34

A la mañana siguiente me desperté con resaca y aturdido. No me parecía que hubiese bebido tanto como para sentirme así.

Isabel ya se había levantado. La luz del sol se colaba por la ventana. Las divagaciones nocturnas de Simon sobre el sacrificio humano y la Reina de la Oscuridad quedaban ya muy lejos. Me quedé tendido en la cama pensando en los tanques. Israel vivía en un casi permanente estado de preparación para la guerra, pero sospechaba que lo que había ocurrido la noche anterior era algo más.

Por allí había pasado un buen montón de tanques.

Una cosa estaba clara: ocurriese lo que ocurriese, había que investigar a aquellos idiotas de la excavación. La idea de Isabel de tomar fotografías de cada uno de ellos era buena.
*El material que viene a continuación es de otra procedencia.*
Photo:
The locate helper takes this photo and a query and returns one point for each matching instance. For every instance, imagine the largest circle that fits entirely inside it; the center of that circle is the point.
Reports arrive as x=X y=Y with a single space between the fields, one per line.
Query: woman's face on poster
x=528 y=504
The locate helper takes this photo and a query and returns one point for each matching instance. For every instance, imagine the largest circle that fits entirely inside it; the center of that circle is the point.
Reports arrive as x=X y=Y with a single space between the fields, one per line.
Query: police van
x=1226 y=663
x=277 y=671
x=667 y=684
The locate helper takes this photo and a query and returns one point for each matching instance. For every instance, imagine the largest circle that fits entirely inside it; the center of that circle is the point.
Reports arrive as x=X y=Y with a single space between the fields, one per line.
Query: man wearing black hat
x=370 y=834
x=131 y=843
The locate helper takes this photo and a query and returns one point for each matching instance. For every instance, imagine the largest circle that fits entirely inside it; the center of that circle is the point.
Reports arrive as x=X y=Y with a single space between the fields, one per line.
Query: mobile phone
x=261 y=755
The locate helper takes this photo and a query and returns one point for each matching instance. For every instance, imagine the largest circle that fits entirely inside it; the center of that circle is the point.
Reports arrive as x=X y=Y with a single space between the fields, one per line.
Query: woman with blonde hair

Probablemente podría hacer que Mark cotejase las imágenes con su base de datos para ver si podía adjudicárseles algún nombre, establecer antecedentes y buscar caracteres insólitos.
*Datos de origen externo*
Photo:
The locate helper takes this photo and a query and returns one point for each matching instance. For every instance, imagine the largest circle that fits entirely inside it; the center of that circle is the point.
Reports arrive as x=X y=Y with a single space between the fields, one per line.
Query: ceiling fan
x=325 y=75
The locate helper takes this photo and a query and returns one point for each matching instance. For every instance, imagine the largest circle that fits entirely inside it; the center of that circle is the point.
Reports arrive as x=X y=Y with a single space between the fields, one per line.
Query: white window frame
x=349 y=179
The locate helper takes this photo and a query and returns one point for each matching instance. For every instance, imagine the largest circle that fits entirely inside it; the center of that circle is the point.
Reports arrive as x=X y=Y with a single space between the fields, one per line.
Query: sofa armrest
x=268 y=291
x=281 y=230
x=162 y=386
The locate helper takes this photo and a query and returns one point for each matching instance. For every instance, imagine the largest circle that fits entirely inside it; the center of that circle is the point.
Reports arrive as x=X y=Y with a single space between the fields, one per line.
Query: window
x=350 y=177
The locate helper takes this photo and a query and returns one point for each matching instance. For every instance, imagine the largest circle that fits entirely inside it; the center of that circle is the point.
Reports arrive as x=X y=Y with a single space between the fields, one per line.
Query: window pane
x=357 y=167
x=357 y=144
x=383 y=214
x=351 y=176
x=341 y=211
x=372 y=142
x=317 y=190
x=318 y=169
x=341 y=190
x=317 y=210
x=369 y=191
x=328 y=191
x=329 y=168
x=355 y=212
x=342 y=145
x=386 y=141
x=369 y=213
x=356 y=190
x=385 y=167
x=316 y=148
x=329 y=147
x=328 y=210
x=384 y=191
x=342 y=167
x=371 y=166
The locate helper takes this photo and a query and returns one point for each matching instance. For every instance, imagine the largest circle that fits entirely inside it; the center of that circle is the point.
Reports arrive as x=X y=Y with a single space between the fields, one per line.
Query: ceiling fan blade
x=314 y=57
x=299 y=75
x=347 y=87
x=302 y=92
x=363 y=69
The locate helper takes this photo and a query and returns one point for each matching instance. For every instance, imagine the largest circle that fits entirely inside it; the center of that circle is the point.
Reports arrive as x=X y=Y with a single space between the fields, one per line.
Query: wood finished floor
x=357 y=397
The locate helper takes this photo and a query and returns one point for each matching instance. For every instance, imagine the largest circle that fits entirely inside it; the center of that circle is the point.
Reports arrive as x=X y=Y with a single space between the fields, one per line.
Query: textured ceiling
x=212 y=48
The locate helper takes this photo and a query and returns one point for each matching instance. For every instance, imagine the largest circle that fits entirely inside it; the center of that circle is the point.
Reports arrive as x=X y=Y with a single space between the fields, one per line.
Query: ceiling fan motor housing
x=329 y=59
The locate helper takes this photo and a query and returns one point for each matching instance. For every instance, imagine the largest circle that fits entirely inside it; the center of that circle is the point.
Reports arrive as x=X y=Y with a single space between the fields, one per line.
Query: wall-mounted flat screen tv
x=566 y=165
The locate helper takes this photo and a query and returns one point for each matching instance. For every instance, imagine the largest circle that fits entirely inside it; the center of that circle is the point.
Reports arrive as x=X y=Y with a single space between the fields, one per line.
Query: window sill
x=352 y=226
Me levanté y fui a buscarla, para ver si eso era lo que había planeado. No estaba en la cama de la hija de Simon.

Él estaba en el salón. Las cortinas estaban abiertas y había dispuesto café y varias bandejas sobre la mesa de comedor, al fondo de la estancia.

—¿Dónde está Isabel? —pregunté. En aquel momento no estaba preocupado.
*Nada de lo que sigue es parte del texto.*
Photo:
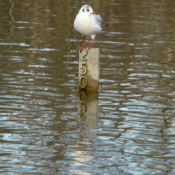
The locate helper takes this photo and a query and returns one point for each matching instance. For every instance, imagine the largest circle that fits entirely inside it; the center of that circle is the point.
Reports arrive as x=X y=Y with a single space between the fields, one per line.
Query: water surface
x=48 y=127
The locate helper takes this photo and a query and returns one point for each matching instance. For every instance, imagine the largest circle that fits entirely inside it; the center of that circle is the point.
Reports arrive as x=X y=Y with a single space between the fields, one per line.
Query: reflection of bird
x=87 y=23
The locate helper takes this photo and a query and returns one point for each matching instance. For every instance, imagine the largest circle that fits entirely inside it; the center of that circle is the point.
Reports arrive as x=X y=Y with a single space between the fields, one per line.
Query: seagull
x=88 y=23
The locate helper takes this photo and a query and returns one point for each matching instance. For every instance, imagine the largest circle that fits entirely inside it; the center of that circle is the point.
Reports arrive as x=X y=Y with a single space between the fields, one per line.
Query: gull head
x=86 y=9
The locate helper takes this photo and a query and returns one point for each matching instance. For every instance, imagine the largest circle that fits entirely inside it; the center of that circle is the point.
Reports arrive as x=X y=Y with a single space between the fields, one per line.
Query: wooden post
x=89 y=69
x=87 y=114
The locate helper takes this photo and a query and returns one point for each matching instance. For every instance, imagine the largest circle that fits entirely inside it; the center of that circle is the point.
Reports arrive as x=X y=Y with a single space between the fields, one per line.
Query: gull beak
x=94 y=13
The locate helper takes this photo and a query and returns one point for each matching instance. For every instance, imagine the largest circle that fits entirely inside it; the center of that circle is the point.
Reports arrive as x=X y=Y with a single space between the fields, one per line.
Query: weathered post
x=89 y=69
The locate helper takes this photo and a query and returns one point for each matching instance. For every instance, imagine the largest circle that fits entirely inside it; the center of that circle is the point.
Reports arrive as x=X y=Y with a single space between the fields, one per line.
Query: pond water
x=48 y=127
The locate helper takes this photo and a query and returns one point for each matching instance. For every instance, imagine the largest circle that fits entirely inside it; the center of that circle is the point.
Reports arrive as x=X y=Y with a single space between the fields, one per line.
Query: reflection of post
x=87 y=110
x=89 y=69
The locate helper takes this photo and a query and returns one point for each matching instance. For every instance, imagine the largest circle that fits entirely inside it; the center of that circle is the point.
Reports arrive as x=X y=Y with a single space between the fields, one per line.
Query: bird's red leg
x=84 y=44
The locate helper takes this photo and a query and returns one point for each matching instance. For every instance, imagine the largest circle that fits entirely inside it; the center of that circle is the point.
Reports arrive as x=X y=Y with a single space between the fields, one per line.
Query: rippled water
x=48 y=127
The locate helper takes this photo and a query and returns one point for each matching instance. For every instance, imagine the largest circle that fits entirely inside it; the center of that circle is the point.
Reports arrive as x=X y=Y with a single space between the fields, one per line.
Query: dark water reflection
x=47 y=127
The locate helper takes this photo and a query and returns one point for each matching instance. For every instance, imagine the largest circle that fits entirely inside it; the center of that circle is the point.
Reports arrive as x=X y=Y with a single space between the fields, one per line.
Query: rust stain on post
x=89 y=69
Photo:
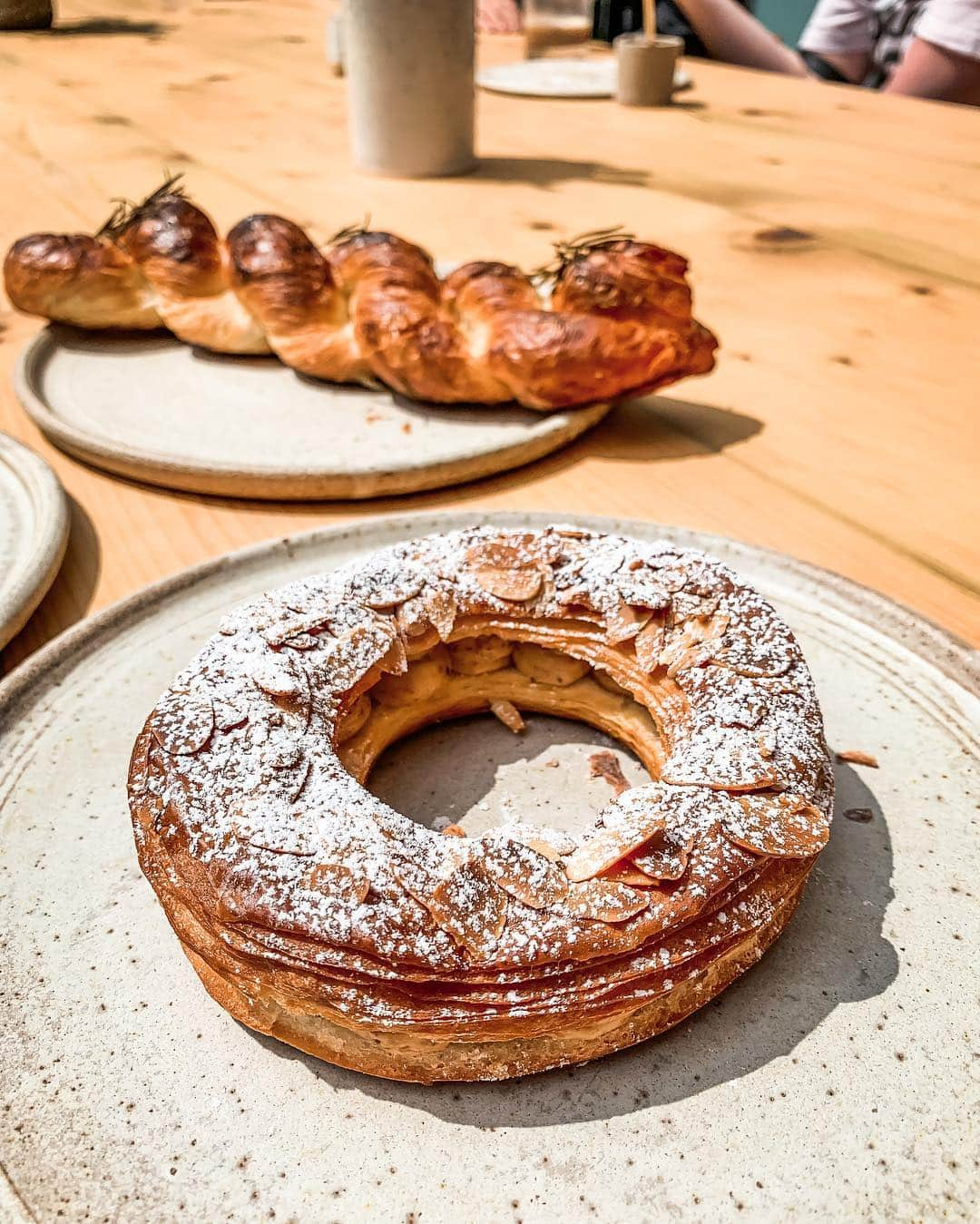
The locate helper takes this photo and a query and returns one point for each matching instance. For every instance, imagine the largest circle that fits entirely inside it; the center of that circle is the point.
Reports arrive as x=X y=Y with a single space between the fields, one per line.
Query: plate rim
x=956 y=659
x=276 y=484
x=52 y=520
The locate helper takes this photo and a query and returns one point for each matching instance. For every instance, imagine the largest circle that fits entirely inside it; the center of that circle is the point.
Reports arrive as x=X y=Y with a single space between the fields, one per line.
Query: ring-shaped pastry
x=315 y=912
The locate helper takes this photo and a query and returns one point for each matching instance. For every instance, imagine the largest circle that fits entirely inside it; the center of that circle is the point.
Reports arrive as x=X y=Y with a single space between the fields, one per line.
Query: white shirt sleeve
x=954 y=24
x=839 y=26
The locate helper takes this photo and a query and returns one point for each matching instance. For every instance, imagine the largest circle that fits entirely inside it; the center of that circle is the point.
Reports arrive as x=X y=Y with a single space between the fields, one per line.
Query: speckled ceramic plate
x=34 y=533
x=836 y=1081
x=154 y=409
x=561 y=77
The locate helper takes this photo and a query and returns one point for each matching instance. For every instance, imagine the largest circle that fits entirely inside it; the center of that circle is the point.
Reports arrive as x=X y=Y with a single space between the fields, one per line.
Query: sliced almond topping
x=404 y=588
x=276 y=676
x=469 y=906
x=411 y=617
x=182 y=722
x=228 y=715
x=624 y=622
x=604 y=901
x=509 y=553
x=396 y=661
x=338 y=880
x=301 y=641
x=624 y=831
x=515 y=585
x=550 y=842
x=441 y=605
x=783 y=825
x=628 y=873
x=509 y=715
x=649 y=644
x=281 y=840
x=582 y=595
x=667 y=861
x=525 y=874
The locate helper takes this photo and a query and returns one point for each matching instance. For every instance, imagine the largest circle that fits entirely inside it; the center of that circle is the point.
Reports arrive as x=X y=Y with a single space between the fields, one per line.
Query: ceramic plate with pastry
x=161 y=361
x=315 y=912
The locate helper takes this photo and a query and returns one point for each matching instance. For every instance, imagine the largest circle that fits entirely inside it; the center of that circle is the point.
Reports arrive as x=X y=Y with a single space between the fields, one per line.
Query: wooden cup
x=646 y=69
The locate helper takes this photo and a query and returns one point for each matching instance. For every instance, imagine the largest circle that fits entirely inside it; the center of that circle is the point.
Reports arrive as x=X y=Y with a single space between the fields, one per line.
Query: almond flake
x=604 y=901
x=625 y=622
x=441 y=606
x=514 y=585
x=649 y=644
x=783 y=825
x=276 y=677
x=338 y=881
x=525 y=874
x=509 y=715
x=182 y=722
x=625 y=830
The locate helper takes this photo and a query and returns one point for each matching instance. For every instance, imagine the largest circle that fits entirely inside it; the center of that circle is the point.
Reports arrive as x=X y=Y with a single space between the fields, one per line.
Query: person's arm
x=931 y=71
x=497 y=16
x=733 y=34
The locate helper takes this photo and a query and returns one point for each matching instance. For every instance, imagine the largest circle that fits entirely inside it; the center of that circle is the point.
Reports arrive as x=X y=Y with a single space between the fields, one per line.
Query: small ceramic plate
x=151 y=407
x=836 y=1081
x=34 y=533
x=561 y=79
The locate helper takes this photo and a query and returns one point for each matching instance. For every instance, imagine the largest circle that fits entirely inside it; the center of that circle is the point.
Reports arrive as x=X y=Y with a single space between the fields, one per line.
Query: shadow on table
x=544 y=171
x=69 y=597
x=832 y=953
x=102 y=26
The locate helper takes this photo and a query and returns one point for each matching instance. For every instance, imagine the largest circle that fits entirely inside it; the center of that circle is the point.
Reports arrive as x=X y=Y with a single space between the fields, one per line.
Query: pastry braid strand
x=371 y=308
—Ha ido a comprar un poco de pan fresco ahí enfrente, al otro lado de la calle. Insistió en ir. Le dije que podía hacerlo yo, pero ya sabes cómo son las mujeres.

Abrí la boca para decir algo, pero me contuve. Tenía la sensación de que algo no iba bien.

—No te preocupes. Vi cómo entraba en la tienda hace solo unos minutos —me tranquilizó. Debía de haber percibido ansiedad en mi expresión.

—Está ahí enfrente, justo cruzando la calle —dijo señalando la puerta del balcón que daba a la fachada del edificio y a la calle principal.

—¿Por qué no te sirves un café y sales al balcón para ver cómo regresa?

Me serví una taza y bebí un trago. A continuación hice lo que Simon me sugería. La tienda estaba situada en la esquina de la manzana y tenía un letrero encima de la puerta que estaba en hebreo.

Aguardé, esperando verla salir de la tienda en cualquier momento. No me iba a dejar llevar por el pánico. No podía haberle ocurrido nada. Pero los segundos transcurrían y ella no aparecía. Consulté mi reloj.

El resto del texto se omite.